Hinterland Metals Inc. Announces 2018 Annual Financial Results
Summary of 2018 Annual Financial Results
- The Company incurred a net loss of $792,364 for the year-ended December 31, 2018 (2017 - $144,545).
- The Company wrote off its exploration and evaluation assets previously valued at $504,284 to $Nil, due to the uncertainty of recoverability resulting from difficulties in raising capital within the mining industry and the current financial position of the Company.
- The Company also wrote down $34,468 due to the abandonment of the properties.
- The Company had a working capital deficiency (defined as current assets less current liabilities) of $203,962 as at December 31, 2018 (2017 - positive working capital of $47,680).

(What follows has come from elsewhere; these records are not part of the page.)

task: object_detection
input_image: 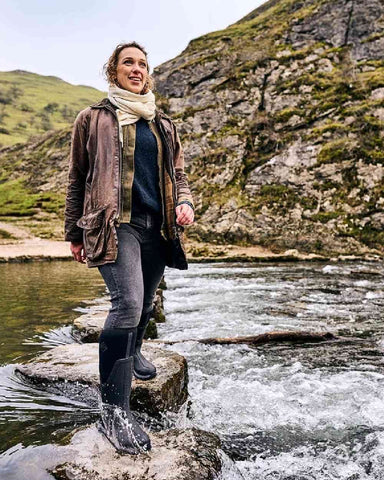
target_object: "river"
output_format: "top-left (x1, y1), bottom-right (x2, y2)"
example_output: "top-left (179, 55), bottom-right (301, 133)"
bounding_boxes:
top-left (0, 262), bottom-right (384, 480)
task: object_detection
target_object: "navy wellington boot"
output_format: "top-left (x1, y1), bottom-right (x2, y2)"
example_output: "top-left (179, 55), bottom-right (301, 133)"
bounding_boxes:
top-left (133, 311), bottom-right (156, 380)
top-left (100, 328), bottom-right (151, 455)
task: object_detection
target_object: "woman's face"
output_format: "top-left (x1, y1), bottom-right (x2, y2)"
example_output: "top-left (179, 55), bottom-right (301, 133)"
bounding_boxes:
top-left (116, 47), bottom-right (148, 93)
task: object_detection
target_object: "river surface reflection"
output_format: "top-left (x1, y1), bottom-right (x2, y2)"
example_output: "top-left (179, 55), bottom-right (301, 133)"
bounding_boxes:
top-left (0, 262), bottom-right (384, 480)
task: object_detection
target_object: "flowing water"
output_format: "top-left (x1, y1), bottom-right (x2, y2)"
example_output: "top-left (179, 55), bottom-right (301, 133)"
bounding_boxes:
top-left (0, 262), bottom-right (384, 480)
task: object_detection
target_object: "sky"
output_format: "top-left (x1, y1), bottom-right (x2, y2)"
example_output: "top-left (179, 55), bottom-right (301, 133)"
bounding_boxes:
top-left (0, 0), bottom-right (265, 91)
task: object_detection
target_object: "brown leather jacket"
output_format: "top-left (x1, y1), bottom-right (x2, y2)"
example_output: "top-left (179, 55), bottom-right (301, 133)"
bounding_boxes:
top-left (64, 98), bottom-right (193, 267)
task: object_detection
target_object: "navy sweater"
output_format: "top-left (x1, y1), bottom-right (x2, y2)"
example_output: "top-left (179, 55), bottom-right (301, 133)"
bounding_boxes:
top-left (132, 118), bottom-right (161, 213)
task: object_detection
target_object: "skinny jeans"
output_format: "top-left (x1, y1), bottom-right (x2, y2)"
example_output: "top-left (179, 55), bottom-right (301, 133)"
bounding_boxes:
top-left (98, 211), bottom-right (165, 329)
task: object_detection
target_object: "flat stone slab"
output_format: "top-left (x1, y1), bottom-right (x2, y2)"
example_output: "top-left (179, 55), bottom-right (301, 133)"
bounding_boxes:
top-left (51, 425), bottom-right (221, 480)
top-left (16, 342), bottom-right (188, 416)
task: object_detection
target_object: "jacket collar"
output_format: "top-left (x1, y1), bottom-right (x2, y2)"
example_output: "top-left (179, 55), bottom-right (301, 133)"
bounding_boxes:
top-left (90, 97), bottom-right (171, 122)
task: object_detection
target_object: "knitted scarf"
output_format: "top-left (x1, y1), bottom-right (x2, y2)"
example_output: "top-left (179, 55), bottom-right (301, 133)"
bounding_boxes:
top-left (108, 85), bottom-right (156, 141)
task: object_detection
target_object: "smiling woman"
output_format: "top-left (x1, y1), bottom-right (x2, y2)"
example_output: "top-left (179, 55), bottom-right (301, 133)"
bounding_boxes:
top-left (65, 42), bottom-right (194, 454)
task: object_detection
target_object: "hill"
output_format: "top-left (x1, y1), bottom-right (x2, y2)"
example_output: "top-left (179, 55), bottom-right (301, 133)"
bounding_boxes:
top-left (155, 0), bottom-right (384, 253)
top-left (0, 0), bottom-right (384, 255)
top-left (0, 70), bottom-right (104, 147)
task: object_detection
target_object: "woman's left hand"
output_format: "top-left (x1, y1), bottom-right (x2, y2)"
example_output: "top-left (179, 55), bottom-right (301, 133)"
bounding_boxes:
top-left (176, 203), bottom-right (195, 225)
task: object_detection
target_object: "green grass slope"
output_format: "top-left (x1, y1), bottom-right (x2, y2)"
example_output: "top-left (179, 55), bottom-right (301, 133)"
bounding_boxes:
top-left (0, 70), bottom-right (105, 147)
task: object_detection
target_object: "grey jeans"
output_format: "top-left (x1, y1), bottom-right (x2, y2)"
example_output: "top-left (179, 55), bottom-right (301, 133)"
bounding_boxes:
top-left (98, 212), bottom-right (165, 328)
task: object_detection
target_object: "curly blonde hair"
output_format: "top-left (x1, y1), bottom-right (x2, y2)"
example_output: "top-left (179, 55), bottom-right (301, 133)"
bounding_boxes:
top-left (103, 42), bottom-right (155, 94)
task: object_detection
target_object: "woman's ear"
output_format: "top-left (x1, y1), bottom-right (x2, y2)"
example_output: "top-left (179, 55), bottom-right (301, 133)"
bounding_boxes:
top-left (141, 79), bottom-right (149, 95)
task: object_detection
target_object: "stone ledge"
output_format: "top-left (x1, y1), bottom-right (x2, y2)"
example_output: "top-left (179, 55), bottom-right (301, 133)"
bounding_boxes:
top-left (16, 342), bottom-right (188, 416)
top-left (51, 425), bottom-right (221, 480)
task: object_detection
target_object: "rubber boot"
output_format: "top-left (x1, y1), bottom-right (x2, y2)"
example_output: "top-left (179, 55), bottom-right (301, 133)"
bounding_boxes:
top-left (100, 328), bottom-right (151, 455)
top-left (133, 311), bottom-right (156, 380)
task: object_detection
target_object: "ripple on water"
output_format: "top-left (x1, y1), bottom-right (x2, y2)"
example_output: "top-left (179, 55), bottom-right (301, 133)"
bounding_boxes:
top-left (159, 263), bottom-right (384, 480)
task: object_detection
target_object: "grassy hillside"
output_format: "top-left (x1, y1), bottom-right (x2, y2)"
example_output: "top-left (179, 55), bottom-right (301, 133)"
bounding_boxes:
top-left (0, 70), bottom-right (105, 147)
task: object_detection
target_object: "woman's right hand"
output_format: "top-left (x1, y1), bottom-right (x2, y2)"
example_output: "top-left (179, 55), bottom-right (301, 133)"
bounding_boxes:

The Company's financial results cast significant doubt on its ability to continue as a going concern unless the Company can either successfully raise funds from outside sources, including by way of a private placement of equity or debt or the sale of its exploration and evaluation assets, or by significantly reducing its ongoing expenditures, which might consist of a delisting from the TSX Venture Exchange.
The Company notes that, at this time, it is not in active discussions with any third parties regarding a private placement or asset sale and, even if such transactions were to be completed, entail additional risks to the Company's existing shareholders, including significant dilution and / or the need to successfully transition to another industry following the sale of its core assets or merger with another entity.
For more information please contact:
Claude Ayache, Director and Chief Financial Officer
Telephone: (647) 932-5002
Email: cfo.hinterland@gmail.com
Neither the TSX Venture Exchange nor its Regulation Services Provider (as that term is defined in the policies of the TSX Venture Exchange) accepts responsibility for the adequacy or accuracy of this release.
This news release includes certain "forward-looking statements" under applicable Canadian securities legislation. Forward-looking statements include, but are not limited to, statements with respect to: the Company's planned reductions in operating costs and capital raises; and the terms on which the Company would effect such reductions in operating costs and capital raises. Forward-looking statements are necessarily based upon a number of estimates and assumptions that, while considered reasonable, are subject to known and unknown risks, uncertainties, and other factors which may cause the actual results and future events to differ materially from those expressed or implied by such forward-looking statements. The material estimates and assumptions include the Company's management developing effective strategies to reduce operating costs, the Company sourcing financing from third parties, and the terms and conditions on which either of the foregoing would be effected. Risk factors that could cause actual results or outcomes to differ materially from the results expressed or implied by forward-looking information include, but are not limited to: general business, economic, competitive, political and social uncertainties; conditions imposed by the TSX Venture; delay or failure to receive board, shareholder or regulatory approvals; changes in tax laws, general economic and business conditions; and the ability of the Company to source investors willing to acquire equity capital. There can be no assurance that such statements will prove to be accurate, as actual results and future events could differ materially from those anticipated in such statements. The Company cautions the reader that the above list of risk factors is not exhaustive. Accordingly, readers should not place undue reliance on forward-looking statements. The Company disclaims any intention or obligation to update or revise any forward-looking statements, whether as a result of new information, future events or otherwise, except as required by law.